Le Parlement réuni en Congrès vote pour la relance de l’Europe
Près de trois ans après le non au référendum sur le projet de Constitution, le Parlement français, réuni en Congrès à Versailles, a tourné la page en approuvant la révision constitutionnelle, préalable nécessaire à la ratification du traité de Lisbonne par les deux assemblées cette semaine.
Près de trois ans après le non au référendum sur le projet de Constitution, le Parlement français, réuni en Congrès à Versailles, a tourné la page en approuvant la révision constitutionnelle, préalable nécessaire à la ratification du traité de Lisbonne par les deux assemblées cette semaine.
En bref :
« Voulez-vous réellement relancer l’Europe ou préférez-vous son enlisement ? », a demandé le premier ministre François Fillon aux parlementaires réunis en Congrès pour se prononcer sur la révision constitutionnelle, préalable à la signature du traité de Lisbonne, lundi 4 février. La réponse a été sans appel. La révision a été approuvée par 560 voix sur les 741 suffrages exprimés. La majorité des trois-cinquièmes requise a donc largement été atteinte.
La ratification du traité de Lisbonne nécessitait une révision du Titre XV de la Constitution (Des communautés européennes, de l’Union européenne). Il s’agissait notamment de retirer la mention devenue caduque faite dans l’article 88.1 du « traité établissant une Constitution pour l’Europe, signé le 29 octobre 2004 », et de permettre l’élargissement des pouvoirs des Parlements nationaux, ainsi que de nouveaux transferts de souveraineté.
Le projet de loi ayant été adopté par l’Assemblée nationale et le Sénat, respectivement les 16 et 30 janvier, la révision en elle-même ne posait pas de problème. Sans surprise, plus de 90% des députés et sénateurs de l’UMP et du Nouveau Centre ont voté pour, tandis que les souverainistes et les communistes ont voté contre. Quant aux socialistes, ils sont apparus divisés. Selon Jean-Pierre Raffarin, qui s’est exprimé sur la chaine parlementaire Public Sénat après le vote, la révision va permettre de « remettre l’Europe en mouvement ». À l’inverse, François Bayrou a voté « oui sans enthousiasme », car ce traité n’est selon lui qu’un « petit pas ». Le point d’interrogation restait du côté du PS.
Avant la réunion du Congrès, les socialistes n’étaient toujours pas d’accord sur l’attitude à adopter. Si la direction du parti a prôné l’abstention « pour montrer son mécontentement sur le choix opéré », ainsi que l’a rappelé Bruno Le Roux, secrétaire national aux élections, lors du point presse hebdomadaire du PS, certains avaient prévu de ne pas suivre la consigne du bureau national. (Lire EURACTIV 09/01/08) Moins de la moitié des députés et sénateurs socialistes se sont finalement abstenus, tandis que plus d’un tiers d’entre eux ont voté contre, à l’instar, par exemple, de Laurent Fabius, Henri Emmanuelli ou encore Arnaud Montebourg. 32 députés et sénateurs socialistes ont voté en faveur de la révision, dont l’ancien ministre de la culture Jack Lang.
A l’extérieur du château de Versailles, quelques centaines de personnes ont manifesté pour réclamer un référendum. Les sénateurs Jean-Luc Mélanchon (PS) et Nicole Borvo (PCF), qui figuraient parmi les manifestants, ont remis au président de l’Assemblée nationale une pétition signée par 120 000 personnes, en faveur d’un référendum.

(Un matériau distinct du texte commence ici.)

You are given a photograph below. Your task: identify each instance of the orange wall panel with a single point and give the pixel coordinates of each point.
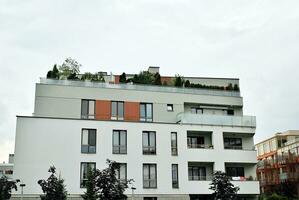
(131, 111)
(103, 109)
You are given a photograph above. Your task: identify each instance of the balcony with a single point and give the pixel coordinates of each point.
(151, 88)
(217, 120)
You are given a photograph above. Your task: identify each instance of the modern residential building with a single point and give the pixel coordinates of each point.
(278, 160)
(168, 139)
(6, 169)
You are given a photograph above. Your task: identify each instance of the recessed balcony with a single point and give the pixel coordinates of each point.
(216, 120)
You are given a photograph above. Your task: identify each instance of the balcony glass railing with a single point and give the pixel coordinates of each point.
(219, 120)
(141, 87)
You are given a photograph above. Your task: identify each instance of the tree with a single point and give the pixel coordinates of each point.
(187, 83)
(110, 188)
(6, 186)
(276, 197)
(70, 68)
(54, 74)
(53, 187)
(178, 81)
(223, 188)
(91, 188)
(123, 78)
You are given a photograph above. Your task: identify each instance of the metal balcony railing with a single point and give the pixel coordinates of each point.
(219, 120)
(152, 88)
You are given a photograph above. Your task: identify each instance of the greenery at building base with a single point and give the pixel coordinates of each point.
(222, 187)
(53, 187)
(6, 186)
(104, 185)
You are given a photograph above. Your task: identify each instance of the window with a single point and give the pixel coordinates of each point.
(196, 142)
(197, 110)
(87, 109)
(149, 142)
(196, 173)
(121, 172)
(117, 110)
(149, 175)
(230, 112)
(235, 171)
(119, 142)
(233, 143)
(169, 107)
(146, 112)
(84, 170)
(174, 144)
(175, 175)
(88, 141)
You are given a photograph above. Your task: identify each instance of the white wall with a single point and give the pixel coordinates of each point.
(41, 142)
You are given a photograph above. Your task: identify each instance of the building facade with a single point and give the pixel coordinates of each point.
(278, 161)
(168, 139)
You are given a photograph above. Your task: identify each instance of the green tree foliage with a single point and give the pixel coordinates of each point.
(53, 187)
(91, 188)
(222, 187)
(69, 69)
(187, 83)
(54, 73)
(123, 78)
(178, 81)
(6, 186)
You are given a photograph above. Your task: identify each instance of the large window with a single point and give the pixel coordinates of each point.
(175, 175)
(149, 175)
(85, 166)
(121, 171)
(87, 109)
(196, 173)
(235, 171)
(88, 141)
(174, 144)
(196, 142)
(117, 110)
(233, 143)
(146, 112)
(119, 142)
(149, 142)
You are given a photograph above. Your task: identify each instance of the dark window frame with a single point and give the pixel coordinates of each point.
(170, 106)
(89, 152)
(231, 143)
(175, 183)
(198, 169)
(118, 168)
(146, 119)
(88, 115)
(119, 146)
(174, 149)
(117, 114)
(82, 184)
(148, 147)
(149, 172)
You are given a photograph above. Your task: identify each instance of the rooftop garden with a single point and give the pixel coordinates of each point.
(70, 70)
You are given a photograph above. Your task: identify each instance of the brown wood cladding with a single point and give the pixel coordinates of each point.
(131, 111)
(103, 109)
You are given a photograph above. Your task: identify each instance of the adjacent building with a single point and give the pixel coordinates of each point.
(278, 160)
(6, 169)
(168, 139)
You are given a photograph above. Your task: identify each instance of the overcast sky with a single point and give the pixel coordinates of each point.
(254, 40)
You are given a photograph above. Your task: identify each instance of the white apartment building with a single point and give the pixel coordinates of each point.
(168, 139)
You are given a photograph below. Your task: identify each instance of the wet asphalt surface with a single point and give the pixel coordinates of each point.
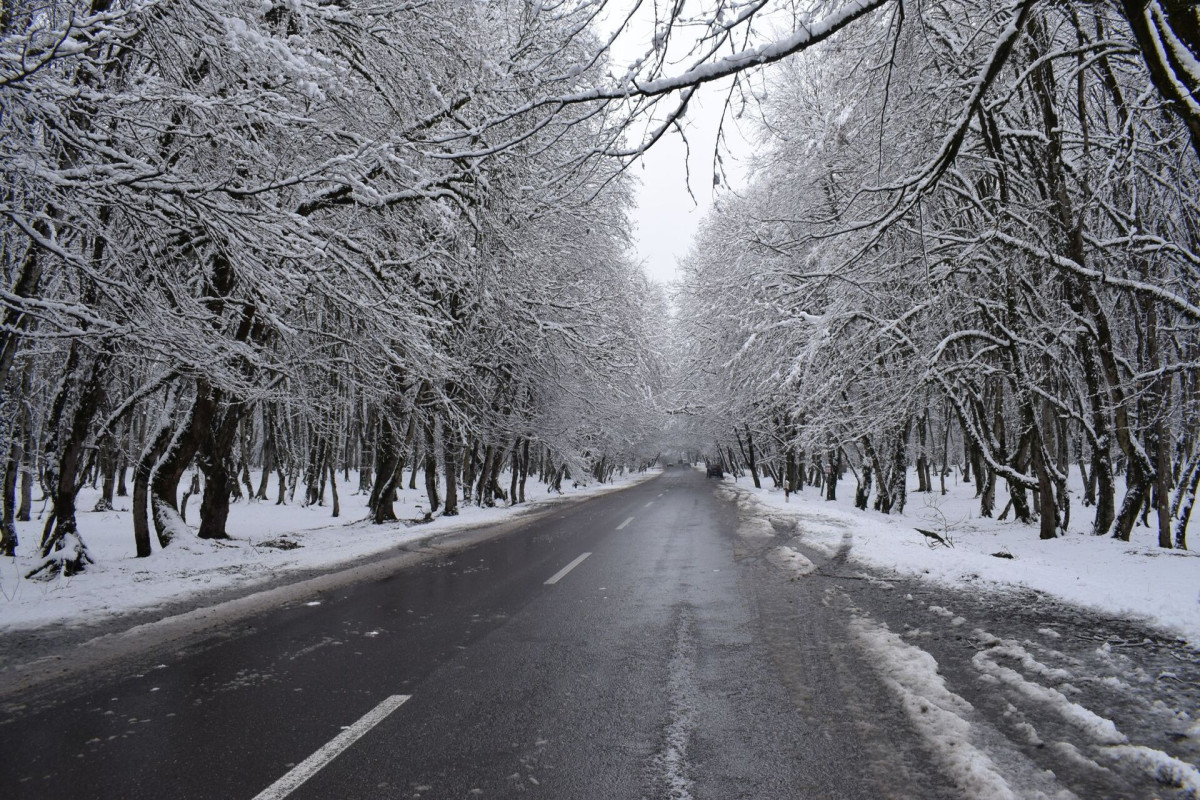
(675, 661)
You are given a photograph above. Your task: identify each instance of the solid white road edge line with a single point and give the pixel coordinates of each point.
(313, 764)
(562, 573)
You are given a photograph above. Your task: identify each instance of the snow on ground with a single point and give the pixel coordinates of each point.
(1133, 578)
(259, 530)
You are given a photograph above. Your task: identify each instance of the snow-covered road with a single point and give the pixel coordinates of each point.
(675, 639)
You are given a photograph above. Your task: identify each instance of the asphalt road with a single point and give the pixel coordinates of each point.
(631, 645)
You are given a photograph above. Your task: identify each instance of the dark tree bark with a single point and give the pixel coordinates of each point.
(142, 471)
(333, 488)
(63, 548)
(525, 469)
(449, 447)
(832, 477)
(431, 468)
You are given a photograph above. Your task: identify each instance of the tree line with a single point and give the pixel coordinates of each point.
(258, 235)
(971, 238)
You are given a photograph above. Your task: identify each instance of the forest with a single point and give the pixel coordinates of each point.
(307, 236)
(971, 239)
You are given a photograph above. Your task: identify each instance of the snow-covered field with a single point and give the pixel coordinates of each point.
(1134, 578)
(261, 530)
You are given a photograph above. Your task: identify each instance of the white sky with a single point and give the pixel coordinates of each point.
(667, 215)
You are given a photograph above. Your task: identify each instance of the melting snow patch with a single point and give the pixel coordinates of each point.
(1163, 768)
(791, 560)
(1101, 729)
(756, 528)
(937, 714)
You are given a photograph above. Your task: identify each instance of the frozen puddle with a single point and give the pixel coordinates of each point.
(670, 771)
(791, 560)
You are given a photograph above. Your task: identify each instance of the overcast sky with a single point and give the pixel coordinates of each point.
(667, 216)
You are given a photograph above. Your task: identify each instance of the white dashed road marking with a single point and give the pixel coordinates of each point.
(562, 573)
(313, 764)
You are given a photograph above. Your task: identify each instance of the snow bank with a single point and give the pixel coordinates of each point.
(267, 541)
(1133, 578)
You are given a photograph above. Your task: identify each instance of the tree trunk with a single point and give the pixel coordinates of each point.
(832, 477)
(142, 473)
(387, 483)
(63, 548)
(449, 447)
(333, 488)
(525, 469)
(431, 468)
(178, 455)
(516, 473)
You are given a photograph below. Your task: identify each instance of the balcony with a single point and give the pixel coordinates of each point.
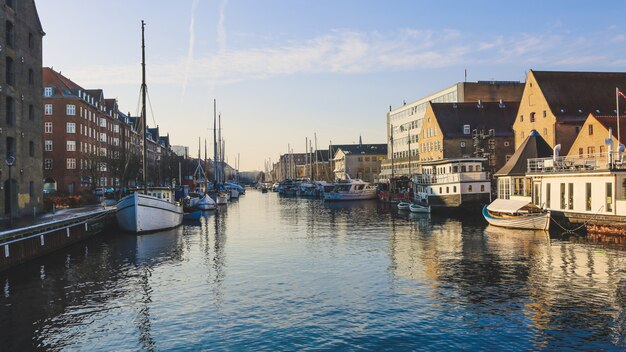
(577, 163)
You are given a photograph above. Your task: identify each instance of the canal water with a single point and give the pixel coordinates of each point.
(273, 274)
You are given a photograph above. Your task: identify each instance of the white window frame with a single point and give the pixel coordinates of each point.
(70, 110)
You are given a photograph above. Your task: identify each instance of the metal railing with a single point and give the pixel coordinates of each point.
(577, 163)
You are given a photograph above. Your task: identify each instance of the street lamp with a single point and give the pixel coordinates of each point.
(10, 162)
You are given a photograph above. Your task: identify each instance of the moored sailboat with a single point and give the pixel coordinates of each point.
(154, 209)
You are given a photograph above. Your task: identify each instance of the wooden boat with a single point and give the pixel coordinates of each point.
(516, 214)
(155, 209)
(403, 206)
(416, 208)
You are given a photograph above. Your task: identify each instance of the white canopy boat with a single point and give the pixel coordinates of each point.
(516, 214)
(155, 209)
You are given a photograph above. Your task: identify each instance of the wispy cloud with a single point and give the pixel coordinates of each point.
(353, 52)
(221, 28)
(192, 42)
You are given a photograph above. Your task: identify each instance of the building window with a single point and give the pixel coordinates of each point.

Prochaine étape, la loi autorisant la ratification du traité de Lisbonne sera soumise au vote à l’Assemblée et au Sénat respectivement mercredi et jeudi soir. Le texte devrait être ratifié sans difficulté, le Parti socialiste ayant indiqué qu’il voterait pour le traité de Lisbonne. Il faut « sortir de l’impasse dans laquelle s’est fourvoyée l’Europe », a affirmé François Hollande à Versailles. Reste à savoir s’il sera suivi par ses troupes.